Discovery of a possible symbiotic binary in the Large Magellanic Cloud
Blesson Mathew (Christ Univerity, India), Warren A. Reid (Macquarie, University, Australia), R. E. Mennickent (Universidad de Concepcion, Chile),, D. P. K. Banerjee (Physical Research Laboratory, India)

TL;DR
This paper reports the possible discovery of a symbiotic star in the Large Magellanic Cloud, identified through spectral signatures indicating both hot and cool stellar components, adding to the scarce known systems in this galaxy.
Contribution
First identification of a potential symbiotic star in the LMC based on spectral analysis, expanding the catalog of such systems in this galaxy.
Findings
Detected high ionization emission lines indicating a hot component.
Observed molecular absorption bands indicating a cool component.

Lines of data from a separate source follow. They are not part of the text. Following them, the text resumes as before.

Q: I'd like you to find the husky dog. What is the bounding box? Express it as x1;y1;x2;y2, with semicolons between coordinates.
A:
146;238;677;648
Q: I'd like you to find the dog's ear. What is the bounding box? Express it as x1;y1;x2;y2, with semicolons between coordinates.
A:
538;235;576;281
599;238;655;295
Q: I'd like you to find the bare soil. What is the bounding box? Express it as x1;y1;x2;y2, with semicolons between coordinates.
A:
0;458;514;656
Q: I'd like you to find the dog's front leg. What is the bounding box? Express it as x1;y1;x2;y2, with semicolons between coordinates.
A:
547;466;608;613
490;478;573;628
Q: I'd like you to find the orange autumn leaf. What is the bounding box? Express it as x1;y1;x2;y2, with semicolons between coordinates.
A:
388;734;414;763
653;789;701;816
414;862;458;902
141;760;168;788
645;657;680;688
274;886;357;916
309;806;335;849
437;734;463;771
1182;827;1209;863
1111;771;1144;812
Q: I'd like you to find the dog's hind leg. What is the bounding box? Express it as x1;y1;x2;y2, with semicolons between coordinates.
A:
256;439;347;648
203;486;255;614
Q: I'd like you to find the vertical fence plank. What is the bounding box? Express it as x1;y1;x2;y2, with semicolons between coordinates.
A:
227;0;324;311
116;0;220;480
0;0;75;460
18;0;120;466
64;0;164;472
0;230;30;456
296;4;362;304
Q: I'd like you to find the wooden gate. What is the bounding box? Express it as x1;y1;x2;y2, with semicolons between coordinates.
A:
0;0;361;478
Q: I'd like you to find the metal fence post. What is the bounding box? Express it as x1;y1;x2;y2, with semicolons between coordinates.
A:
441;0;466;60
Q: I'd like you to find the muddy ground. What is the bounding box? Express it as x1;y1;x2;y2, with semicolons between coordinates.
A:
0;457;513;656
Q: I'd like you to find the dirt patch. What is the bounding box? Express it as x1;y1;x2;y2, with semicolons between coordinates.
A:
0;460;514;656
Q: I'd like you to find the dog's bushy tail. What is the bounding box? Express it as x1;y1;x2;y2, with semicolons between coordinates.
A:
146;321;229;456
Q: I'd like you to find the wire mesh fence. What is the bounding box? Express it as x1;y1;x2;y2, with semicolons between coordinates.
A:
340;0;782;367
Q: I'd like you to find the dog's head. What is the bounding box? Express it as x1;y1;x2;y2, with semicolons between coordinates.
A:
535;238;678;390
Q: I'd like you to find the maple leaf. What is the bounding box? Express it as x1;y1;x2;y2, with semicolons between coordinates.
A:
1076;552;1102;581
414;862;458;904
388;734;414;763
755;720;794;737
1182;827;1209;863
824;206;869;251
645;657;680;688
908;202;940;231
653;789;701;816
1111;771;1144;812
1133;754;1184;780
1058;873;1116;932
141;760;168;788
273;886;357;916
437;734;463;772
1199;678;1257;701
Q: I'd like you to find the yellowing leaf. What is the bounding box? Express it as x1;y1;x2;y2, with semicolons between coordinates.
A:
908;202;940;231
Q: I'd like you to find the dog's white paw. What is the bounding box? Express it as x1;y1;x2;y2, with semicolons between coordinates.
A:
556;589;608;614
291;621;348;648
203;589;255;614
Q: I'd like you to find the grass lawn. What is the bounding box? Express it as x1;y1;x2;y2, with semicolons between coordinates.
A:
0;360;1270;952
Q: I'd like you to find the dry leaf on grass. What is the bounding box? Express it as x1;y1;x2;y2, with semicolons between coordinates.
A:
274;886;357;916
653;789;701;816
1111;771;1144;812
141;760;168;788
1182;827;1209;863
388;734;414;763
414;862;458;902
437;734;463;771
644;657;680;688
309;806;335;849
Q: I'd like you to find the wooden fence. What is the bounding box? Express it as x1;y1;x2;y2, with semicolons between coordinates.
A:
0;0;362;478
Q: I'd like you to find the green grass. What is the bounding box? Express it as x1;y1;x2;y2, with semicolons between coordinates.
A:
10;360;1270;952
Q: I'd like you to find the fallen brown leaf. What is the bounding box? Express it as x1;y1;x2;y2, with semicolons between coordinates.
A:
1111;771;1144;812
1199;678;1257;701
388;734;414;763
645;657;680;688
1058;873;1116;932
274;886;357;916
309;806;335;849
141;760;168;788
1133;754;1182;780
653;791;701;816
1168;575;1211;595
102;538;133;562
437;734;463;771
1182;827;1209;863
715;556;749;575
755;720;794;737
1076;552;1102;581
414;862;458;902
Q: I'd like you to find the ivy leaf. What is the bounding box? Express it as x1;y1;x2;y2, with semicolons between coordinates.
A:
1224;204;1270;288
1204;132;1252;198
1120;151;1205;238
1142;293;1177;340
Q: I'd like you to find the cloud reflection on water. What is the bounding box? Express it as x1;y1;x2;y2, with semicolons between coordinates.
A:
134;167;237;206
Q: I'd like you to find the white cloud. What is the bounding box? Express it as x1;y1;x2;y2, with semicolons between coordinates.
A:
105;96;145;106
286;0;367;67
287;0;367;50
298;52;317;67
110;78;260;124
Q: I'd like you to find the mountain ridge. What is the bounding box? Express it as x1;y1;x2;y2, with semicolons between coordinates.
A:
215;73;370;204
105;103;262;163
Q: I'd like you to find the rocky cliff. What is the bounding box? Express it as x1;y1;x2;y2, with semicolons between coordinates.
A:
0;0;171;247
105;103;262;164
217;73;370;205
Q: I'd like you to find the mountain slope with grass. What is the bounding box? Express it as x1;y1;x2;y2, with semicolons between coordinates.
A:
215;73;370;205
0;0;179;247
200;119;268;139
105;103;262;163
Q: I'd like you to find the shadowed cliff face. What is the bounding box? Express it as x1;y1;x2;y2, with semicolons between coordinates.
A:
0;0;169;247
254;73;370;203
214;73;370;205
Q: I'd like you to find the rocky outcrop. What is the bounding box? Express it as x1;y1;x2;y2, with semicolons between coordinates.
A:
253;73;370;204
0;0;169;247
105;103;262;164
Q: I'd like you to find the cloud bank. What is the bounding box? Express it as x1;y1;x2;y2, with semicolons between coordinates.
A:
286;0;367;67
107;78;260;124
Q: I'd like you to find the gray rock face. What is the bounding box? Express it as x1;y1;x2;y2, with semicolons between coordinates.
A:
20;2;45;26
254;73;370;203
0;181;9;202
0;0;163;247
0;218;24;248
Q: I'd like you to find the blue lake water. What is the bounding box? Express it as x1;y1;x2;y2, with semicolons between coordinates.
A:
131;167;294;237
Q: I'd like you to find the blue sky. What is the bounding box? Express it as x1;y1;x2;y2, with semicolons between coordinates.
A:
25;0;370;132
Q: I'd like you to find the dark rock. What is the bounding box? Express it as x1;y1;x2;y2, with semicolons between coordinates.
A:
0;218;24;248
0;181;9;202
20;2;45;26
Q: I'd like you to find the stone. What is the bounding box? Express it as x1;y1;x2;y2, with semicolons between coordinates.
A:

Proposed the object as a symbiotic star based on spectral signatures.
Abstract
We report the discovery of a possible symbiotic star, in the Large Magellanic Cloud (LMC). The object under consideration here, designated as RP 870, was detected during the course of a comprehensive H survey of the LMC by Reid & Parker (2012). The spectrum of RP 870 showed high ionization emission lines of He I, He II and [O III] and molecular absorption bands of TiO 6180, 7100. The collective signatures of a hot component (high excitation/ionization lines) and of a cool component (TiO molecular bands) are seen in RP 870, from which we propose it as a symbiotic star. Since known symbiotic systems are rare in the LMC, possibly less than a dozen are known, we thought the present detection to be interesting enough to be reported.